When public agencies and institutions face significant challenges completing projects in a timely manner, they’re turning to alternative construction procurement methods like Job Order Contracting (JOC).
Job Order Contracting Benefits
JOC is an indefinite delivery, indefinite quantity construction procurement process that helps owners and facility managers complete several individual projects with a single, competitively awarded contract. As tasks arise, they’re done based on guaranteed, preset prices.
“We’re quickly able to change pace if we have a project that we have a JOC program on and we see a design that we need to change, or a design flaw, we’re able to make those alternations quickly and efficiently,” explains Mike Derr, contracts and purchasing officer with County of Monterey, CA.
The contracts are performance-based and awarded for at least one year. This helps contractors develop facility familiarity and can lead to better communication with operations and facility managers.
“Contractors became our partners. We found a better working relationship through the JOC program, there was more streamlined communication. The contractor knew what his goal was and the pricing, and we knew what our objectives were going in every year, which really helped reduce the overall back and forth,” Derr says.
[Related: 4 Tips for a Quick RFP Process and 3 Myths Debunked]
Available either through a cooperative or a standalone program, depending on the size of your organization, the Job Order Contracting method can work on a variety of projects, including:
- Straightforward new construction
- Replacement in-kind
- Emergency work
- Time sensitive projects
Ease Change Management With a Partner
Changing procurement methods requires changing your organization’s culture, and it can be hard to reverse years of practice and processes. Working with a strategic partner can make the change management process easier says David Velarde, vice president of operations at Gordian, a provider of facility and construction cost data, software and expertise.
“If you’re going to hire this strategic partner, they should take on the lion’s share of the implementation burden,” Velarde notes. “We’ve all heard how you have to do more with less. There’s less people to do this, there’s growing deferred maintenance. Let your strategic partner do all of that for you with your departments, your legal, your facilities, your procurement.”

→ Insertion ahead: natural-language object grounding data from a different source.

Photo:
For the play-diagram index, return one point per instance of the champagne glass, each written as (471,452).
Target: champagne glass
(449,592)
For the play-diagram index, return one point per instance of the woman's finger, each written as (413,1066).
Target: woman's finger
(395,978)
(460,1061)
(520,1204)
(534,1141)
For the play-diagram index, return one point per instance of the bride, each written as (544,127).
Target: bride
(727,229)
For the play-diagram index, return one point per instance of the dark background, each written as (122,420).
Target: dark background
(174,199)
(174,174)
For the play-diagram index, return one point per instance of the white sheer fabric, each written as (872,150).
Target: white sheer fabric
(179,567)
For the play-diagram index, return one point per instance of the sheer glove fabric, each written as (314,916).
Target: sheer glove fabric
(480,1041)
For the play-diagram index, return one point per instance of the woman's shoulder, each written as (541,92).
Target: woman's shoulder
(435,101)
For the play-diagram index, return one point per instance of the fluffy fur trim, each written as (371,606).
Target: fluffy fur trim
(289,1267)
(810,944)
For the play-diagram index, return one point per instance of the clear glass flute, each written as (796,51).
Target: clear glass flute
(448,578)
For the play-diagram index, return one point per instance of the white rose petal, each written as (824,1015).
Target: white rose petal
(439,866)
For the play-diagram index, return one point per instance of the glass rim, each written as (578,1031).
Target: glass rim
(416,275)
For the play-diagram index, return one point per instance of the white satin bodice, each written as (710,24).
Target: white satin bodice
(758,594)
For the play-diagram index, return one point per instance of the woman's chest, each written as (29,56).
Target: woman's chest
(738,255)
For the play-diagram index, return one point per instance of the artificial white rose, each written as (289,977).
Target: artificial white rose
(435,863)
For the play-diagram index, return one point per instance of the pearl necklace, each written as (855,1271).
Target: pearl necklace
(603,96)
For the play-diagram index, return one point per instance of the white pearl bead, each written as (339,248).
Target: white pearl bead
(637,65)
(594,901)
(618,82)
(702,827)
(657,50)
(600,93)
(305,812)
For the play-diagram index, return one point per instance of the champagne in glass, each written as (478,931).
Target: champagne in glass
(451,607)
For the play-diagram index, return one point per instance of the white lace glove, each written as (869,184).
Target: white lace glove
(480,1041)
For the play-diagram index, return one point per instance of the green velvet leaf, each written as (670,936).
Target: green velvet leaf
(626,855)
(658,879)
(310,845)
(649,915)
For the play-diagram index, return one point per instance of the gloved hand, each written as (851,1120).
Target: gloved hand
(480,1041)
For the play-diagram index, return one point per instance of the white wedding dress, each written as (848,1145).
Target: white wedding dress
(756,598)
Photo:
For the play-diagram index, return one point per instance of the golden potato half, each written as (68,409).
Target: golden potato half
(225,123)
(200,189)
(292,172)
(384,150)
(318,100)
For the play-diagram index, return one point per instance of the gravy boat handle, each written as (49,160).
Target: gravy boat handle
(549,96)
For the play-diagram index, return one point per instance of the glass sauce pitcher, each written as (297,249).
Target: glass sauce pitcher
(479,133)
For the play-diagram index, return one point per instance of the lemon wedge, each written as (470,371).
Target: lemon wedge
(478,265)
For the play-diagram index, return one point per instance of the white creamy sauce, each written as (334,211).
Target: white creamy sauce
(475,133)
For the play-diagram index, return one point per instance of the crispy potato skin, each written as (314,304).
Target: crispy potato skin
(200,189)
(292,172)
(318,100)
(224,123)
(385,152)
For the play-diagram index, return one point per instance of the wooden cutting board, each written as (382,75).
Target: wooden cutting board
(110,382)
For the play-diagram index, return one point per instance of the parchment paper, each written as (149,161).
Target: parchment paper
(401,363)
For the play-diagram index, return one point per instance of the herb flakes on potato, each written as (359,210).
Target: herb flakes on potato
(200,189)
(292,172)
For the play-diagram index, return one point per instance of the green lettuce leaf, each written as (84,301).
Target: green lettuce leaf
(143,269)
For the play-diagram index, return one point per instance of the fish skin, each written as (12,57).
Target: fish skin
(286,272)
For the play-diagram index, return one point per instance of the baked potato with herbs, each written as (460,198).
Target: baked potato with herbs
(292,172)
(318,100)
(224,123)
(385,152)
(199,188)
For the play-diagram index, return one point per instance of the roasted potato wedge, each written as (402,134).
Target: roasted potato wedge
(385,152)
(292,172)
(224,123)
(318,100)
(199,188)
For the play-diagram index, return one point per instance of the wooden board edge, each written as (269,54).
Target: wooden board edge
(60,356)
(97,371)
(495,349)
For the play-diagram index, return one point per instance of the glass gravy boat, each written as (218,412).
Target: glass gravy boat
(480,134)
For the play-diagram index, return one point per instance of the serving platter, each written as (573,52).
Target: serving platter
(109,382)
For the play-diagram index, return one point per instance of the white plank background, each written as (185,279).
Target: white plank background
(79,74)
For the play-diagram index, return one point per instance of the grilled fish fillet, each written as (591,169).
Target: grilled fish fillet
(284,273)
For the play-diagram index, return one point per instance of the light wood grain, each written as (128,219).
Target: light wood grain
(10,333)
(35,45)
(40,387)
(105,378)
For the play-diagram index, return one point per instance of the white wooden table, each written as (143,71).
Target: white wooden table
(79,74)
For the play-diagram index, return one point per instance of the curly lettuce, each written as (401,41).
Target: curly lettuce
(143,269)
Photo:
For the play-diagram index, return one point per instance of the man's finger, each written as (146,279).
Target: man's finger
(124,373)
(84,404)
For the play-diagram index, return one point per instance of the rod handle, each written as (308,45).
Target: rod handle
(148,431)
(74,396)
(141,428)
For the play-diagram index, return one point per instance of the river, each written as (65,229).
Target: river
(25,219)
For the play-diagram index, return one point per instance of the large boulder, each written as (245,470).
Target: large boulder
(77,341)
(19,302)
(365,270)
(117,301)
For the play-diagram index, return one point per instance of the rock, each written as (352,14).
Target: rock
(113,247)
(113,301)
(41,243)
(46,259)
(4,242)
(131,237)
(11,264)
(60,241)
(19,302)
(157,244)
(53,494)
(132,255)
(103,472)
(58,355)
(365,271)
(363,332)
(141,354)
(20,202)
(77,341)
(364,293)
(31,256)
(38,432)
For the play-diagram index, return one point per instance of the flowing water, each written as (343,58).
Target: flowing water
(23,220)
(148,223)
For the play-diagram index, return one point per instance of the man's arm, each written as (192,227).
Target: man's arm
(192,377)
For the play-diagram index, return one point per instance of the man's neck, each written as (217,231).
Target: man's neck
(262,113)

Whether or not you choose to work with a strategic partner, research is key when considering if a Job Order Contracting program is right for you:
- Know state, county and city laws regarding JOC programs and whether it can be used on federally funded projects, grants or bonds.
- Research cost savings, long-term opportunities and other potential benefits of using the JOC program as opposed to traditional procurement.
- Review case study data and key performance indicators from similar organizations.
- Get input from different departments including maintenance staff and internal architectural services.
County of Monterey sat down with the Gordian group and identified which of these areas could be addressed quickly and efficiently by JOC.
[Side topic: Stop Wasting Money on Deferred Maintenance]
“We were able to move about 62-63 percent of our projects more efficiently and quickly right through JOC and we reduced the overall workload on our inhouse staff, which gave them the ability to really address our long-term projects,” Derr explains. “Our staff was now able to focus on long-term capital improvement, five-year projection plans, instead of trying to be reactive to all the small issues, we got those out of the way.”